Pada akhir abad 20, investigasi teoritik yang mengkombinasikan sosiologi, antropologi dan ekologi menghasilkan persenyawaan baru social dan ecology (the dynamics of human environment interaction) sebagai perluasan studi ekologi manusia. Pada kajian sosial ekologi ditelaah lebih lanjut masalah-masalah sosial dan hukum serta societal dynamics yang terjadi sebagai konsekuensi perubahan ekologi di suatu kawasan. Pada taraf lebih lanjut, “metamorfosa” human ecology menghasilkan cabang ilmu baru sociology of human ecology (lihat Micklin and Poston, 1998). Cabang ilmu baru ini makin berkembang menjadi environmental sociology yang mulai dikembangkan secara meluas oleh public academia sejak akhir abad 20 (lihat Redclift and Woodgate, 1997 dan Dunlap et. al, 2002). Metamorfosa “ekologi manusia” sebagai scientific field tidak berhenti sampai di situ karena perjumpaannya dengan political economics, menghasilkan cabang keilmuan baru yang mulai banyak diminati para sarjana ilmu sosial, yaitu political ecology (ekologi politik) yang didominasi oleh tradisi pemikiran ala historical materialism Marxian dengan atmosfer konflik yang sangat kuat (lihat Forsyth, 2003; Robbins, 2004).

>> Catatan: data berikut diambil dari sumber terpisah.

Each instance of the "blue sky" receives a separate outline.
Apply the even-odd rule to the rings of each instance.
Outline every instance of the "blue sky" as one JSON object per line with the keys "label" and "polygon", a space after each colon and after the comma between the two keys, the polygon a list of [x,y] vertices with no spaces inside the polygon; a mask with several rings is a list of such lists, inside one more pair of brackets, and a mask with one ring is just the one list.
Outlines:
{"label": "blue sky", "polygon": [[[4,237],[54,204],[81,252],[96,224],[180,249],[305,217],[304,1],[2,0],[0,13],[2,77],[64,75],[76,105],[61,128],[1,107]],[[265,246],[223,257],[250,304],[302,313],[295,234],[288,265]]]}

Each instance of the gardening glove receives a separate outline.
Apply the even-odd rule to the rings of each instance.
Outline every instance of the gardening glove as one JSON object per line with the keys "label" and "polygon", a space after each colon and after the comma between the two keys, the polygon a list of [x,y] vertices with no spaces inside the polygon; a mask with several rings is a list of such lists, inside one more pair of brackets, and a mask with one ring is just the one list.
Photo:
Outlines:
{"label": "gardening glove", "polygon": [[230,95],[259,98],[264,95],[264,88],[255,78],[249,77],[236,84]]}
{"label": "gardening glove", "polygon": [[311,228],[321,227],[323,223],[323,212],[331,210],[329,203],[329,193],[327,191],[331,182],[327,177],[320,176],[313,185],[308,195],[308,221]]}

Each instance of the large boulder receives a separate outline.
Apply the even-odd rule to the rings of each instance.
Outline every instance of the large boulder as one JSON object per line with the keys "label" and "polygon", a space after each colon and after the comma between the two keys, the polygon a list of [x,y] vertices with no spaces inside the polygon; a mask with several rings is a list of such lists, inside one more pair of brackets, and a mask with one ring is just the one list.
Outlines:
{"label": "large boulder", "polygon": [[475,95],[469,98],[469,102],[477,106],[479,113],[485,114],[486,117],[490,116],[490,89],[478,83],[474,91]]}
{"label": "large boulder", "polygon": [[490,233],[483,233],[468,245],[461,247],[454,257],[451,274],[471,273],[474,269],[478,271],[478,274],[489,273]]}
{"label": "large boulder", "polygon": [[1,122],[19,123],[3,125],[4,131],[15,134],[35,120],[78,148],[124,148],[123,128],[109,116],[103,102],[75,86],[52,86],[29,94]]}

Jika perjalanan ekologi manusia ditilik kembali ke tahap awal perkembangannya, maka dapat disimpulkan bahwa sosiologi dan ekologi tanpa disadari sebenarnya telah bersenyawa sejak semula (membentuk ekologi manusia) karena mereka memang “saling membutuhkan”. Secara epistemologis, persenyawaan itu dimulai sejak adanya kegundahan pada pertanyaan ala Malthusian tentang: “bagaimana manusia dan komunitasnya seharusnya memelihara ekosistem agar mereka mampu menetralisasi ketidaksetimbangan ekologis sehingga perjalanan survival dapat dilanjutkan hingga melampaui lebih dari satu generasi”. Hingga titik ini, konsep-konsep ekologi klasikal seperti adaptasi ekologi dan socio ecological adjustment disertai konsep kompetisi suksesi menjadi konsep-konsep dasar yang sangat penting untuk meretas jalan pemahaman ekologi manusia. Fokus perhatian investigasi teoritik pada tataran ini dengan sengaja menuju pada upaya pemetaan pola-pola adaptasi ekologi spesifik/khas lokalistik yang dilakukan oleh sistem-sistem sosial “kecil terisolasi” (dalam bahasa developmentalisme mereka sering dilabelkan secara keliru dengan istilah “suku terasing”). Pemahaman terhadap peta budaya sistem masyarakat kecil ini menghasilkan peta yang lengkap tentang pola-pola adaptasi ekologi komunitas asli (misal: Komunitas Dayak di Kalimantan, Komunitas Anak Dalam di Sumatera, Komunitas Baduy di Jawa, Komunitas Dani dan Amungme di Papua). Pada titik ini ekologi manusia menjadi tak ada bedanya dengan disiplin cultural anthropology yang memulai investigasi teoritiknya dengan fokus kajian sistem statik pada homeostasis10 yang dihadapi oleh suku-suku asli di pelosok dunia. Dalam hal ini ekologi manusia mengembangkan penjelajahan pengamatan dan analisisnya ke sistem-sistem sosial masyarakat yang lebih diverse yaitu: masyarakat pertanian, perkotaan dan industri serta masyarakat global.